The research scope is restricted to the revolution of digital information technology from the 1940s and also the molecular biotechnology revolution from the 1970s until today. The democratizing process of contemporary arts is fusing new technology and emphasizing the interaction and openness, and furthermore, under the influence from Critical Theory of Frankfurt School, the critical points of view about the hegemony of mass media and technology from the sociological aspects gradually appear in the new media arts, the technology art creations and art criticism. However, the cyborg feminism encourages women to embrace science and technology, by taking the new technology as revolutionary weapons to break through the constraints of the natural body. In 1985, Donna Haraway declared “A Cyborg Manifesto” to carry out “cyborg” as a complex life form of “human/nonhuman, organic/inorganic, natural/artificial”, since then the “cyborg” has become a symbol of new identity and fictitious subject. In the 1990s, the “posthuman” study inherited from the “cyborg” theory and escalated the self-fashioning skills with biotechnology. Today, questions might shift from asking, “Who am I?” to “What do I want to be?” in respond to new role of “post-human” in this changing society.

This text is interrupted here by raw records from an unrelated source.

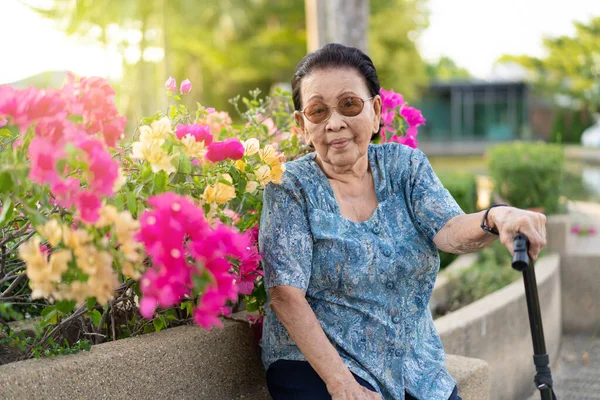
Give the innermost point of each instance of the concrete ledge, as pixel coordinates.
(496, 329)
(580, 277)
(179, 363)
(472, 376)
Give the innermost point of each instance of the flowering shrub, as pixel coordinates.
(167, 219)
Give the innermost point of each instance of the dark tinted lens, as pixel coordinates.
(350, 106)
(317, 112)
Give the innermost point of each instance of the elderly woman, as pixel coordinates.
(350, 245)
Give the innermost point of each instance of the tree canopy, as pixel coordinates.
(571, 67)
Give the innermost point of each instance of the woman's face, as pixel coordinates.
(340, 140)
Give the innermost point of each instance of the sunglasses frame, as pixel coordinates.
(330, 108)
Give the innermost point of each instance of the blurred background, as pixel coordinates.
(482, 72)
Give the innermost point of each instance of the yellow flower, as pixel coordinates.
(239, 164)
(129, 270)
(59, 264)
(121, 180)
(74, 239)
(34, 258)
(191, 148)
(277, 173)
(224, 193)
(155, 155)
(269, 155)
(157, 132)
(263, 174)
(89, 259)
(209, 194)
(251, 186)
(51, 230)
(251, 146)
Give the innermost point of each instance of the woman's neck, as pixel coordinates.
(345, 173)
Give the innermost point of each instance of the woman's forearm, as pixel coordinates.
(292, 309)
(463, 234)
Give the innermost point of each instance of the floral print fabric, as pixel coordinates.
(369, 283)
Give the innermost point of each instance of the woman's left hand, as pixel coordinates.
(510, 220)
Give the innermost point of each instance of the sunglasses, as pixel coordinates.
(349, 106)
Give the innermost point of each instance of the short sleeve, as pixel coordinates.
(285, 240)
(432, 204)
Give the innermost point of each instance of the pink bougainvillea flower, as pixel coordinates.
(390, 100)
(407, 140)
(182, 245)
(93, 99)
(231, 148)
(88, 204)
(44, 156)
(171, 84)
(45, 250)
(103, 169)
(186, 86)
(26, 106)
(66, 191)
(198, 131)
(412, 116)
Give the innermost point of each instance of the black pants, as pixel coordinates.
(297, 380)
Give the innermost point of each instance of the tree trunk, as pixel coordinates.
(338, 21)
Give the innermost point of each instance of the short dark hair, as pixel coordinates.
(334, 55)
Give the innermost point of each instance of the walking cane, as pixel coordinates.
(521, 262)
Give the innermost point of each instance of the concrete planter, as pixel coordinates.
(179, 363)
(496, 330)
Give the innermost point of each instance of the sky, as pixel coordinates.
(472, 32)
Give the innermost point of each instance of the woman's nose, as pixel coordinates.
(335, 121)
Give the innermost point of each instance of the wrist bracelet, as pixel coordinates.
(484, 225)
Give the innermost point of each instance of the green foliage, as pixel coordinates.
(571, 67)
(491, 272)
(559, 128)
(445, 69)
(230, 47)
(463, 188)
(528, 175)
(392, 44)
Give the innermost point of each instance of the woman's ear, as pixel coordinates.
(377, 112)
(300, 121)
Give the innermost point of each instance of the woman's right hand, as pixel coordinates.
(354, 391)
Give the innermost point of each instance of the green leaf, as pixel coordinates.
(131, 202)
(7, 211)
(159, 323)
(65, 306)
(96, 317)
(160, 182)
(6, 182)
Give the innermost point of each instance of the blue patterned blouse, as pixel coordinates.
(369, 283)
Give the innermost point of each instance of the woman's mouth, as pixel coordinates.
(340, 143)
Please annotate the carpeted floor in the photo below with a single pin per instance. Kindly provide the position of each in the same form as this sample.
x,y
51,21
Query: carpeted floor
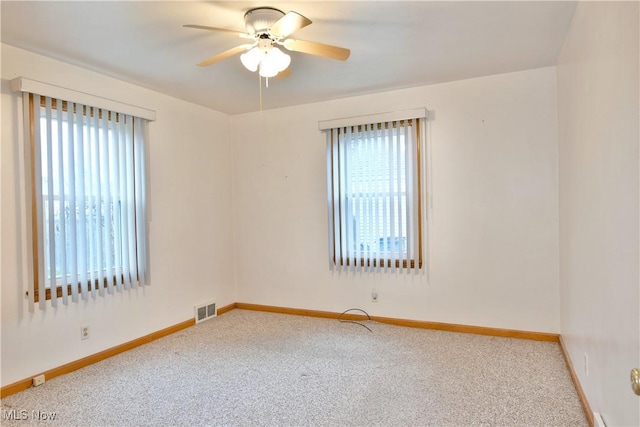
x,y
250,368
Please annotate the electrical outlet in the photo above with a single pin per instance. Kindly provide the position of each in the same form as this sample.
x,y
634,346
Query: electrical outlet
x,y
39,380
586,364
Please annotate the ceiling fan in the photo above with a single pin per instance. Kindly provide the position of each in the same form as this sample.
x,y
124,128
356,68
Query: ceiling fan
x,y
269,28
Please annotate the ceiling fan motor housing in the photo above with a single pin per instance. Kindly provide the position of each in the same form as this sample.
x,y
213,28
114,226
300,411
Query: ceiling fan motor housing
x,y
259,20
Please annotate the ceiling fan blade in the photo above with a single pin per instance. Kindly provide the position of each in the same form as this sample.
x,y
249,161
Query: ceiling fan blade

The domestic and foreign research of “cyborg” and “posthuman” discourses are mainly from the Science, Technology and Society(STS) studies, which focus on the sociology orientation, there is still a lack of discussion of contemporary arts, especially in the field of the aesthetic discussion and case study in Taiwan. Therefore, the aims of this study are to indicating the feedback from aspects of contemporary arts to explore the posthuman body aesthetics, and inquiring after the possibility of re-invent the self and self-reproduction on the battlefield between technological interaction and social module controls, which embodies the aesthetic of posthuman reflections when “everyone can be an art(work)”.